Le film a été présenté enlisé dans un pseudo-débat visant à en court-circuiter le sens. La censure s’est donc doublement exercée :

  1. Par suppression dans le film de la conclusion originale qui faisait le lien avec l’actualité et, entre autres, avec la promotion du nationalisme breton par le lobby patronal soutenu par les élus (sept coupes ont été exigées par les chaînes TVRennes, Tébéo et TV Sud — notamment au motif qu’étant sponsorisées par Produit en Bretagne, elles ne pouvaient pas critiquer ce lobby…).
  2. Par travestissement des faits, à savoir l’habituel travestissement de la doxa autonomiste : le présentateur a commencé par indiquer qu’une infime partie du mouvement breton avait collaboré, minimisation qui interdit toute réflexion sur les faits  réels ; le discours pontifiant des historiens, précédant et suivant le film, ainsi soumis à  la lecture prophylactique des vraies autorités, est venu, comme il fallait d’y attendre, assurer que l’actuel mouvement breton n’a rien à voir avec ce regrettable épiphénomène, le tout aboutissant pour finir à promouvoir l’essai de Jean-Michel Le Boulanger, Être breton ? — lequel dit, en somme, l’exact contraire du film.

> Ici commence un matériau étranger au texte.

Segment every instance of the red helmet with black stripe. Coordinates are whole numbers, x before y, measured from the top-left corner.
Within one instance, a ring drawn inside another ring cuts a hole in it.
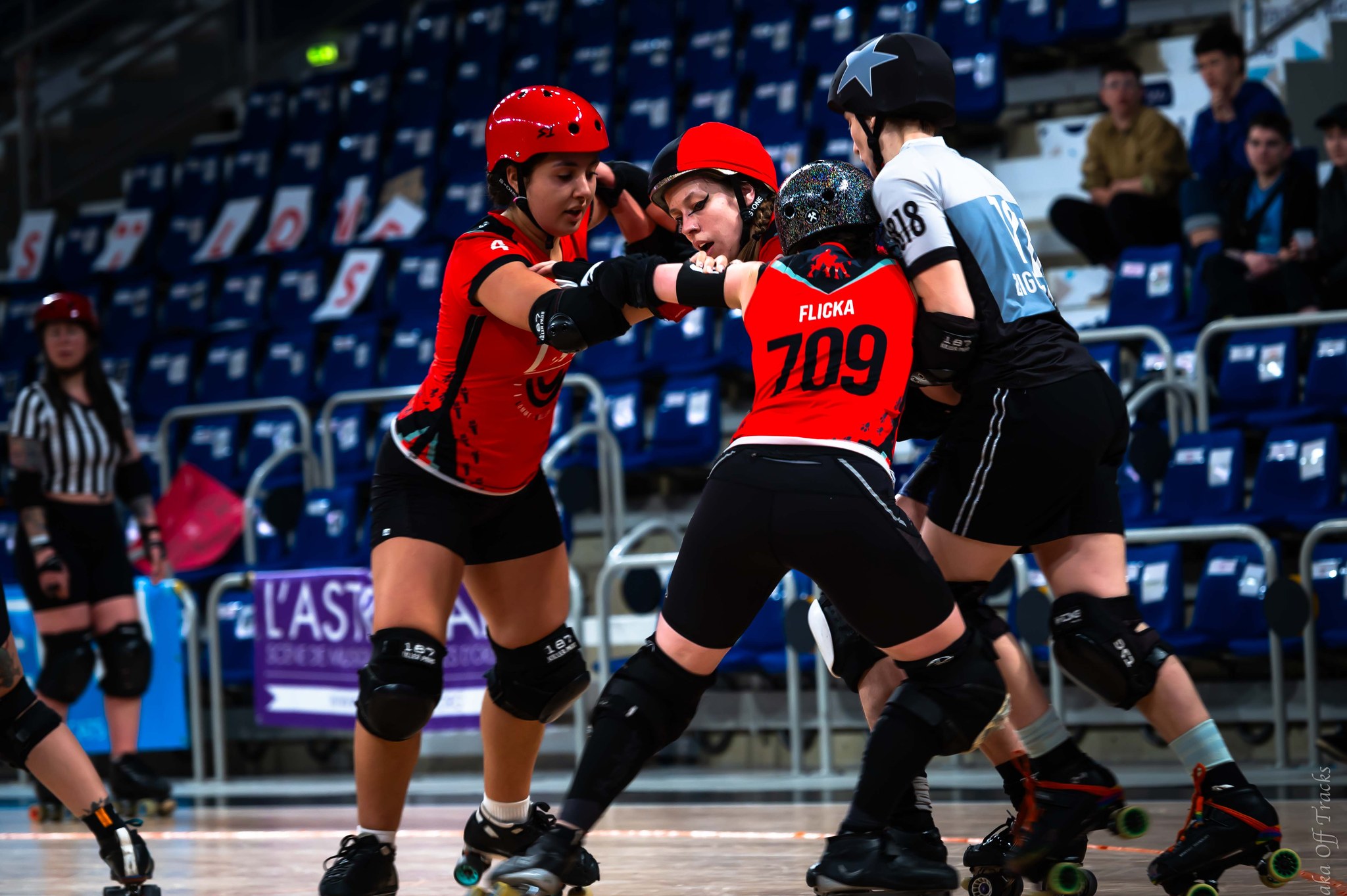
[[[89,296],[78,292],[54,292],[42,300],[32,313],[32,326],[40,330],[43,324],[58,322],[77,323],[97,334],[98,312],[94,309]]]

Ainsi, une fois de plus, la censure a-t-elle interdit tout débat sur le problème que le film visait pourtant à poser, à savoir la promotion actuelle sur fonds publics d’une idéologie fondamentalement inchangée et qui a conduit des jeunes gens fanatisés à s’enrôler sous uniforme SS, en relation avec l’ensemble du mouvement nationaliste, avec le soutien des prétendus régionalistes modérés qui ont poursuivi leur combat après-guerre à leurs côtés.

Ils récoltent à présent les fruits de ce pseudo-combat breton, et tel est bien le problème qu’il s’agissait d’occulter.

Opération réussie — à cela près que le débat était si ennuyeux que la plupart des téléspectateurs ne l’ont pas suivi ou n’en ont rien retenu. Mais la production massive de discours serviles sert à empêcher que soient posées les vraies questions, et tel était d’abord le but poursuivi.

Censure par suppression, censure par enlisement : rien que d’ordinaire désormais en Bretagne.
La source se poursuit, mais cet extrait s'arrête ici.